IV. Good Writing Can Flip The Way The World is Perceived
In six sentences Dawkins flips the way we think of death, and has stated a rationalist’s case for an appreciation of life in words so stirring that many humanists have asked that it be read at their funerals.

V. Good Writers Enliven Their Prose With Judicious Insertion of Surprise Words
According to studies of writing quality, the two following are distinguishing features between sprightly prose and mush:

A varied vocabulary
Use of Unusual words
However, trying to appear smart or cultivated through turgid prose stuffed with polysyllabic Latinism (cessasion for end, eventuate in for cause) and flabby adjectives (is contributive to instead of contributes to, is determinative of instead of determines) often backfires and one would appear pompous and occasionally ridiculous.

The key is a phenomenon called: phonaesthetics, the feeling of sound. The best words not only pinpoint an idea better than any alternative but echo it in their sound and articulation.

Just listen to your voice and sense your muscles as you articulate your writing to judge whether you have opted for proper words. Consider the following example:

Voluptuous has a voluptuous give-and-take between the lips and the tongue, and titillating also gives the tongue a workout while titillating the ear with coincidental overlap with a naughty word. These associations make a sea of voluptuous models and titillating cover lines more lively than a sea of sexy models and provocative cover lines.

On the other hand, a sea of pulchritudinous models would serve as a lesson on how not to choose words: the ugly pulchritude sounds like the opposite of what it means, and it is one of those words that no one uses unless they want to show off.

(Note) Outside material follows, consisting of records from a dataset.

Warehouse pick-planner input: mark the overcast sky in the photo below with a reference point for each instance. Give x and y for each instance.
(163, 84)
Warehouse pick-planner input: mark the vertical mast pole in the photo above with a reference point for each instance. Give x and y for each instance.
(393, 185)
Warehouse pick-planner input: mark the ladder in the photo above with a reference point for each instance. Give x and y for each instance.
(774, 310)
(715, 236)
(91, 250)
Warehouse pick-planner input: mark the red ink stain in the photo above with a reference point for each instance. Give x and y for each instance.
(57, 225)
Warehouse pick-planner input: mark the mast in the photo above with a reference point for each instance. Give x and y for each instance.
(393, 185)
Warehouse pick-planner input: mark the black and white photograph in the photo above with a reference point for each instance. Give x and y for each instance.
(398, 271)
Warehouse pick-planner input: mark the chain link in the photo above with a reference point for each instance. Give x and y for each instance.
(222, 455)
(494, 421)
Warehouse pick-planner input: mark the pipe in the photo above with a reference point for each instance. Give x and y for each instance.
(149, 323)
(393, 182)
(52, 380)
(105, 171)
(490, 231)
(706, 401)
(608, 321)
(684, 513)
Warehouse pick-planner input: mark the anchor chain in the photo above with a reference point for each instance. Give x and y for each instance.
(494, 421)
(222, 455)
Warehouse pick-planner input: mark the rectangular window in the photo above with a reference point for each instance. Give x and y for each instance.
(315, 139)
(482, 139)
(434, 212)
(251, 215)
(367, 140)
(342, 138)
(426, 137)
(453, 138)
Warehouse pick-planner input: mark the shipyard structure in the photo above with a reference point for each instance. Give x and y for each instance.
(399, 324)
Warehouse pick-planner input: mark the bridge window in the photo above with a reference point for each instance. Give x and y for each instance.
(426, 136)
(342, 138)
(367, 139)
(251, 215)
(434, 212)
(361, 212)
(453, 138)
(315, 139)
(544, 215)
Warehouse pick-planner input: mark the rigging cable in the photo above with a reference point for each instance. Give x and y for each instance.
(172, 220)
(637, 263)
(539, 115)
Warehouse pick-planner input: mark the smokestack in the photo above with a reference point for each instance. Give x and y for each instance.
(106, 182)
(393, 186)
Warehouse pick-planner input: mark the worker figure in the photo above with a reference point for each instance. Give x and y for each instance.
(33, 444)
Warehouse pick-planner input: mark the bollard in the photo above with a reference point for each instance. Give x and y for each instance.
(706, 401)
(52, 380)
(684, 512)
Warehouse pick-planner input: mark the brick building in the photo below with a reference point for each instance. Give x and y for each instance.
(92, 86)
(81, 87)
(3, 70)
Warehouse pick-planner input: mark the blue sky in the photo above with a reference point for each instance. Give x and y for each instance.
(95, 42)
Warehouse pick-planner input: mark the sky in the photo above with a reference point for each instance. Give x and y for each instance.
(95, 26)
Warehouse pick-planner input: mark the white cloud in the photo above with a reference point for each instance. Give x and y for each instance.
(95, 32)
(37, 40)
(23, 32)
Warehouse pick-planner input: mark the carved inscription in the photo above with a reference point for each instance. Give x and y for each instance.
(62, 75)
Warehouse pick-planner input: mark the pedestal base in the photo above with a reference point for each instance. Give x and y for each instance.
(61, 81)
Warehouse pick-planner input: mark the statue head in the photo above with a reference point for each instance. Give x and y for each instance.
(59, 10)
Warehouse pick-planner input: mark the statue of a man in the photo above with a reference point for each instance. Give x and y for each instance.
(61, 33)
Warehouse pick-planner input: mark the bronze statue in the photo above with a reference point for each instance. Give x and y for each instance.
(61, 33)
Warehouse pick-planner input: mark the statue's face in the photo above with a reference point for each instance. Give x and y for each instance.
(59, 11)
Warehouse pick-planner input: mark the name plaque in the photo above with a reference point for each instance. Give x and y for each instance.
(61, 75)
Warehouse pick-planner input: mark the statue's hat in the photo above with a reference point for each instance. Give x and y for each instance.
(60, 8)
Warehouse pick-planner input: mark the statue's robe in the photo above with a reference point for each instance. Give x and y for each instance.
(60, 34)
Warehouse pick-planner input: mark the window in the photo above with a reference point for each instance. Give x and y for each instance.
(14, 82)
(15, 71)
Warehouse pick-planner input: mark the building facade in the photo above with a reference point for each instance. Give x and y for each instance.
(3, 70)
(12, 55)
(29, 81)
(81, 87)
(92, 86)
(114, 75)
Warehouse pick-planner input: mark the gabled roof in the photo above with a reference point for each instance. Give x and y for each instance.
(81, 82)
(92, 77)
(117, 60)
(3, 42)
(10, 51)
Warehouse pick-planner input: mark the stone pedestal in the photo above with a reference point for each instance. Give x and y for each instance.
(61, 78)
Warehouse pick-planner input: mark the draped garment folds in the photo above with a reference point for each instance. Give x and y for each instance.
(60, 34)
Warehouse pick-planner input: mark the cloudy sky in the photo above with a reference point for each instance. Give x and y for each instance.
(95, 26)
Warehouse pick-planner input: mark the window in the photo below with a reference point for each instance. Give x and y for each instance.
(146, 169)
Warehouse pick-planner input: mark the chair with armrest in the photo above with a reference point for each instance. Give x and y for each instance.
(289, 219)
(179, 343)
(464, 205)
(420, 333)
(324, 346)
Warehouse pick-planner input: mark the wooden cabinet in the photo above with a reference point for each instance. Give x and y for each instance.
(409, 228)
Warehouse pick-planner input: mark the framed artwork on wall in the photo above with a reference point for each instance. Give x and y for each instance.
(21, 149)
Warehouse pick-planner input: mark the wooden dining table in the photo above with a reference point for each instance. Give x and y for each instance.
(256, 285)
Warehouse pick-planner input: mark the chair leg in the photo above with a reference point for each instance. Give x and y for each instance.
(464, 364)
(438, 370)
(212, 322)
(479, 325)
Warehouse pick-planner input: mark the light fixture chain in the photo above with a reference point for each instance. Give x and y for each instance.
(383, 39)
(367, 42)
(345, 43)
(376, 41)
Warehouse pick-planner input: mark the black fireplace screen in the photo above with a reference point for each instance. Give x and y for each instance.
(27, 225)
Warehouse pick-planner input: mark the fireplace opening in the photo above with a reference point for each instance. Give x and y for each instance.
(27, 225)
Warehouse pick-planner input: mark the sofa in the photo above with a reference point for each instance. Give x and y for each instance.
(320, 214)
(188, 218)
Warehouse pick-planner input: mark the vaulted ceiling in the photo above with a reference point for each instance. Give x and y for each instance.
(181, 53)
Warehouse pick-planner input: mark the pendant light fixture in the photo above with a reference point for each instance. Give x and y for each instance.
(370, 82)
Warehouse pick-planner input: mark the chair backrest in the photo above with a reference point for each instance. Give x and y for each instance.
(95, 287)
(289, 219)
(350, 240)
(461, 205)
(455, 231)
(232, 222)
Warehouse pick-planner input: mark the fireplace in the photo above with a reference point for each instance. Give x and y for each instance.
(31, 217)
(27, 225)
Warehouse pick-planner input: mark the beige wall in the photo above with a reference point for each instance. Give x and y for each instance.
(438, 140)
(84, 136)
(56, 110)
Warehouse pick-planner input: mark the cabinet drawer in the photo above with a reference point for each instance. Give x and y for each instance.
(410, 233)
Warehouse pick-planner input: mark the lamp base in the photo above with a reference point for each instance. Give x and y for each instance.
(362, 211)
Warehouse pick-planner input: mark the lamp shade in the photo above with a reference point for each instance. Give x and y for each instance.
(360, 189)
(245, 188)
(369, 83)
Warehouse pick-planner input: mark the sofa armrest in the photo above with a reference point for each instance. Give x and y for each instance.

In summary, the study of good writings reveals similar patterns of practices:

An insistence on fresh wording and concrete imagery over familiar verbiage and abstract summary.
Attention to the readers’ vantage point and the target of their gaze
the judicious placement of an uncommon word or idiom against a backdrop of simple nouns and verbs
the use of parallel syntax
the occasional planned surprise
the presentation of a telling detail that obviates an explicit pronouncement
the use of mete and sound that resonate with the meaning and mood
Good writers do not write as if they have something important to say, rather, they write as if they have something important to show.

Happy writing.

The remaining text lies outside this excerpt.